Dash Club Dispatch #6: WebAssembly, Summer App Challenge & Show & Tell

Thank you for documenting and sharing your position on the WASM matter. To me, this post conveys that ~“Dash aims to serve the enterprise user with data-intensive applications.” If that is the case, then I’d argue that there are better ways of doing so, and that there are easier/ better aims in the first place.

Dashboards shouldn’t be data intensive
Sure, data-intensive computation should take place on a server. However, dashboards (any interface really) should fundamentally be serving lightweight (summary data/ results/ 100-row previews) to end users while offloading heavy work to remote systems wherever possible via callbacks. That 1GB example you mention should be pointing to an S3 bucket via a pre-signed URL, not passing through a Dash app. Which brings me to my next point.

Plotly doesn’t have a competitive advantage in data capabilities
Even if data-intensive analysis is the correct strategy, where are Dash Enterprise’s cloud service/ datastore connectors and batch processing capabilities? If you Google “dash enterprise aws batch” or “dash plotly aws lambda” - nothing comes up. The celery-based (very webapp-centric way of thinking) k8s jobs implementation just reiterates the VPC/ on-prem enterprise theme.

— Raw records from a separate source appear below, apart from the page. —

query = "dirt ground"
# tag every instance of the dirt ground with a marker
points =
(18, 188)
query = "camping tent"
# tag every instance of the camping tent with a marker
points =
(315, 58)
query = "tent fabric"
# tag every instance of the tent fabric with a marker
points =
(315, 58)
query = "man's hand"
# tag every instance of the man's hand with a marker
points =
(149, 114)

Embrace your competitive advantage
Plotly has a unique core competence in that it deeply understands front-end development and is able to delivery intuitive APIs that enable developers to build things they wouldn’t otherwise be capable of. Plotly is better positioned that anyone else in the world to attack the WASM space. To me, you guys are front-end people, not data people. Why? (a) you chose celery, (b) you’re developing low-code features instead of data-focused features, (c) the data table components would be way better if you were, (d) there would be way more data-focused components, (e) you made Plotly+Dash and they are amazing!

Serve & monetize the community you’ve built
People (the massive, non-enterprise Plotly community) want Plotly to provide an easy, reasonably priced way to serve their dashboards into production. Why the hesitance to build a platform to enable the community you have worked so hard to build? Don’t let it go to waste! Streamlit’s acquisition means they will be dragged into enterprise work, which will open up the SaaS dashboard space again. Marketplace; let developers sell subscriptions to apps that are served on your platform and take a cut. Tap into assets of production that you don’t own and stop getting bogged down in 1-1 linear growth enterprise engagements that must be staffed.

WASM should be a way to get Dash apps in the hands of everyone for every use case (without running up Plotly’s cloud costs). Charge app developers based on the amount of static content served or some other API metering. It should be Plotly’s chance to definitely codify/ monopolize what the next 2 decades of realtime app development and the future of the internet looks like.